Ordinarily that wouldn't merit a shrug, but the heightened expectations around RDR Online from investors complicate matters significantly -- failure to launch for this aspect of the game could damage TTWO's market position far more than actual consumers might reasonably imagine. Ironically, the explanation that will likely be trotted out in the financial press -- yet another major title brutally fragged by Fortnite's god-mode rampage through the landscape -- may actually be right, albeit for entirely the wrong reasons. RDR2 is in fact a perfect example of how Fortnite really isn't hurting the games industry; it launched at the peak of Epic's battle royale title's popularity and yet it racked up 15 million sales in only a week or so.
On the other hand, Fortnite's success as an online game gives us an interesting point of comparison with the relatively damp reaction to RDR Online -- especially when we put GTA Online into the comparison grid alongside them. These are, of course, very different games -- but there's a very clear point of overlap between GTA Online and Fortnite which has little to do with gameplay and everything to do with aesthetic.

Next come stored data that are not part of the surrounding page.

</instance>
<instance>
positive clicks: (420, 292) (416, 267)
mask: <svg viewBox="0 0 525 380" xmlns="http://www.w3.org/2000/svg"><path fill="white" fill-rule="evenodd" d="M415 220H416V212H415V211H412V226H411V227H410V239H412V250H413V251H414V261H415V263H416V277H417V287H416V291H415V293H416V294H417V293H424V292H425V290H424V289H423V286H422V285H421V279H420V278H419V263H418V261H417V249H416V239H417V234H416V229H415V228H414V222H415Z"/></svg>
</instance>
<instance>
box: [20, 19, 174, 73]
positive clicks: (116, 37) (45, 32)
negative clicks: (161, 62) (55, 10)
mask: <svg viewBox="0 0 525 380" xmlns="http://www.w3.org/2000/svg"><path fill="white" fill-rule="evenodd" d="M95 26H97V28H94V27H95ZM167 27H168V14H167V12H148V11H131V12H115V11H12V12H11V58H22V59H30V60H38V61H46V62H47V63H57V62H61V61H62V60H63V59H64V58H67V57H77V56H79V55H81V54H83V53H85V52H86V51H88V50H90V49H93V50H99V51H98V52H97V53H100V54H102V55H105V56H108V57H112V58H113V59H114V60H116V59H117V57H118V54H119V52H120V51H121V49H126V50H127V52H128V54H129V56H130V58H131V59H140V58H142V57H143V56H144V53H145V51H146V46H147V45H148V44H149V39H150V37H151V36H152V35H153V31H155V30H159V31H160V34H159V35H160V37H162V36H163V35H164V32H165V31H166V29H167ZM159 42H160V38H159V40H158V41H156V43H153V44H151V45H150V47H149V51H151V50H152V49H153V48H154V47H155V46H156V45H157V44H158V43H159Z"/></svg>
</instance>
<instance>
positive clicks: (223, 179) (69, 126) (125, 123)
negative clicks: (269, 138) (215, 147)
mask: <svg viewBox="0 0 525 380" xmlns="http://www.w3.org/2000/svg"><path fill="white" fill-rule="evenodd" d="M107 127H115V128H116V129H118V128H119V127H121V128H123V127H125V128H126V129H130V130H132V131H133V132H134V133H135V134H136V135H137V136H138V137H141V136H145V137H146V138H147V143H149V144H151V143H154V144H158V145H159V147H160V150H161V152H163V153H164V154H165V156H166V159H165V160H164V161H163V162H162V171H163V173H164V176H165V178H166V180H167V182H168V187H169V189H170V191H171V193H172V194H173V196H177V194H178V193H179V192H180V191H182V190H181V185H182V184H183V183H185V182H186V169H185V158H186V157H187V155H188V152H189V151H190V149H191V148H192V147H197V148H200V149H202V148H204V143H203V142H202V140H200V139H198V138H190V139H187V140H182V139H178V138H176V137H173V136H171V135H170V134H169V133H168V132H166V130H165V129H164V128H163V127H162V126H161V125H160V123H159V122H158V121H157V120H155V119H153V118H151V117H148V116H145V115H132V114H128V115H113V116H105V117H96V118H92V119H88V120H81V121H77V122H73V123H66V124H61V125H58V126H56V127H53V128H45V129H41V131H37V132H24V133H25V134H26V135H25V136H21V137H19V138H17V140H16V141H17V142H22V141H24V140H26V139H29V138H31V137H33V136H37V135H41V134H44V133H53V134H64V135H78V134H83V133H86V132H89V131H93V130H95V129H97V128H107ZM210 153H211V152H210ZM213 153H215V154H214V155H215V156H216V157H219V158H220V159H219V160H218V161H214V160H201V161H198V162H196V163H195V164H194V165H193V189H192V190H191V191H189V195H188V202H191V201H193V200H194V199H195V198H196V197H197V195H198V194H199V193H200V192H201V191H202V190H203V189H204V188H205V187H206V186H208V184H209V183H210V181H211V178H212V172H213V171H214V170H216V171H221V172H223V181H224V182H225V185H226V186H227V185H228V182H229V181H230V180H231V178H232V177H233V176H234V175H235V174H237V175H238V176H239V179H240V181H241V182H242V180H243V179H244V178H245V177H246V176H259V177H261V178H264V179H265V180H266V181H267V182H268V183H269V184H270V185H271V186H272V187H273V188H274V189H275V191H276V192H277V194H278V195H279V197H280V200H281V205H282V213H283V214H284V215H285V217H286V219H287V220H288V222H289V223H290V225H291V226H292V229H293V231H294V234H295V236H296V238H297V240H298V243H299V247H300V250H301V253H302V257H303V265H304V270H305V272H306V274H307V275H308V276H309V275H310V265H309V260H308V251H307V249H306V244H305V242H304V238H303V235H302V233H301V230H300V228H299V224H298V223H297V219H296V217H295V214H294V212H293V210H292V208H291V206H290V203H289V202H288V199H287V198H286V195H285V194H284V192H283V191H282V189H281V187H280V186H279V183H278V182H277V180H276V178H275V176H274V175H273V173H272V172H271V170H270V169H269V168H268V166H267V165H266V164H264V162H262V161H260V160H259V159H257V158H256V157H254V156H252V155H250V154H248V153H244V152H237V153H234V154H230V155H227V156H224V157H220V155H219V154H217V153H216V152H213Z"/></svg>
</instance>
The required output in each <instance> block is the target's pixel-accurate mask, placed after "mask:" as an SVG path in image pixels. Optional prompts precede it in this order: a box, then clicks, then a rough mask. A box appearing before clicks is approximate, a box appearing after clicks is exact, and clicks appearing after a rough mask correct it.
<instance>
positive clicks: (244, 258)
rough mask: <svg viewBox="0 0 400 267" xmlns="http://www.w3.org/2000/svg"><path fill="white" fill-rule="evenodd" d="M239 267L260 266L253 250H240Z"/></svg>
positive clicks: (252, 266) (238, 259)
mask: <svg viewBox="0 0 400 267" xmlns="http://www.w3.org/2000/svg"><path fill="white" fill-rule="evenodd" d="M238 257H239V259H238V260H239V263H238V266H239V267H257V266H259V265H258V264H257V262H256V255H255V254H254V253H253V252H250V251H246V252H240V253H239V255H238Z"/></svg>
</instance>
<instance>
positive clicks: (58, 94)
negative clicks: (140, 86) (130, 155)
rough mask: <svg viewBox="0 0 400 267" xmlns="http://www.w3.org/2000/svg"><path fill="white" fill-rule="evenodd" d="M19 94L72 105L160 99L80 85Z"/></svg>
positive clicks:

Both of these games sport a graphical style and an intrinsic that allows for a huge range of player expression bordering on the anarchic. They're both games which straddle carefully over the dividing line between the sublime and the ridiculous; GTAV's peculiar style allows for a "gritty" criminal world in which silly, brightly coloured costumes, weapons and vehicles still fit perfectly, while Fortnite's cartoonish style is ideally tailored to that kind of expression from the outset.
Why is that important, and what does it tell us about the "disappointing" (to some) response to RDR Online? Here's the thing; in almost every major online game of the moment, the "endgame", such as it is, is essentially all about player customisation and self-expression. For that to work, you need a game whose style lends itself to that kind of expression. Just having a slightly differently tailored set of leather chaps isn't going to make people want to fork over cash -- you need to let them have items which make them feel unique and special and lets them stand out in the world.
That's something a lot of games fail to do; RDR2 is a strong example, with its aesthetic and style, while perfectly suited to the narrative-led single player, being itself largely inappropriate for the kind of motivation that actually fuels engagement and revenue in this kind of online title. It's hardly a problem unique to RDR2 -- I suspect that Apex Legends, though less realistic in general so a solution could arguably be found, is going to run into similar problems in getting people to pay for its rather by-the-numbers customisation options.
Of course, the more fundamental problem is that there's a whole sector of the business world that's judging RDR2 by a metric which should never have been considered a key aspect of its performance and comparing it against a predecessor that was vastly different in a host of ways. Nonetheless, if we're going to look at the thus far muted response to RDR Online, it's instructive to think of it not from a cosmetic perspective as well as a gameplay perspective. Beauty may only be skin deep -- but people dive pretty deep into their wallets in its service, which is a lesson anyone wanting to make money from online games would do well to take to heart.